I'm trying to use CountVectorizer() with Pipeline and ColumnTransformer. Because CountVectorizer() produces sparse matrix, I used FunctionTransformer to ensure the ColumnTransformer can hstack correctly when putting together the resulting matrix.
import pandas as pd
from sklearn.impute import SimpleImputer
from sklearn.preprocessing import OneHotEncoder, FunctionTransformer
from sklearn.compose import ColumnTransformer
from sklearn.feature_extraction.text import CountVectorizer
from sklearn.pipeline import Pipeline
from typing import Callable
# Dataset
df = pd.DataFrame([['a', 'Hi Tom', 'It is hot', 1],
['b', 'How you been Tom', 'hot coffee', 2],
['c', 'Hi you', 'I want some coffee', 3]],
columns=['col_for_ohe', 'col_for_countvectorizer_1', 'col_for_countvectorizer_2', 'num_col'])
# Use FunctionTransformer to ensure dense matrix
def tf_text(X, vectorizer_tf: Callable):
X_vect_ = vectorizer_tf.fit_transform(X)
return X_vect_.toarray()
tf_transformer = FunctionTransformer(tf_text, kw_args={'vectorizer_tf': CountVectorizer()})
# Transformation Pipelines
tf_transformer_pipe = Pipeline(
steps = [('imputer', SimpleImputer(strategy='constant', fill_value='missing')),
('tf', tf_transformer)])
ohe_transformer_pipe = Pipeline(
steps = [('imputer', SimpleImputer(strategy='constant', fill_value='missing')),
('ohe', OneHotEncoder(handle_unknown='ignore', sparse=False))])
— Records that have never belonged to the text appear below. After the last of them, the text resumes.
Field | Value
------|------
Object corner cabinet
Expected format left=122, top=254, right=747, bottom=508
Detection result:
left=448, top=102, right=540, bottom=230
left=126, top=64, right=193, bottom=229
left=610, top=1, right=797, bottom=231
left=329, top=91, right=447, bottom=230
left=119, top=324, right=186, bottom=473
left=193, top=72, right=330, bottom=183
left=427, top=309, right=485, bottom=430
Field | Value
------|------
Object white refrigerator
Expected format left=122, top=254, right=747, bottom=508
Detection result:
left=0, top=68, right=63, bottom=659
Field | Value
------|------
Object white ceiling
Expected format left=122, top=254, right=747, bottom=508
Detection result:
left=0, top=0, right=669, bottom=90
transformer = ColumnTransformer(transformers=[
('cat_ohe', ohe_transformer_pipe, ['col_for_ohe']),
('cat_tf', tf_transformer_pipe, ['col_for_countvectorizer_1', 'col_for_countvectorizer_2'])
], remainder='passthrough')
transformed_df = transformer.fit_transform(df)
I get AttributeError: 'numpy.ndarray' object has no attribute 'lower.' I've seen this question and suspect CountVectorizer() is the culprit but not sure how to solve it (previous question doesn't use ColumnTransformer). I stumbled upon a DenseTransformer that I wish I could use instead of FunctionTransformer but unfortunately it is not supported in my company.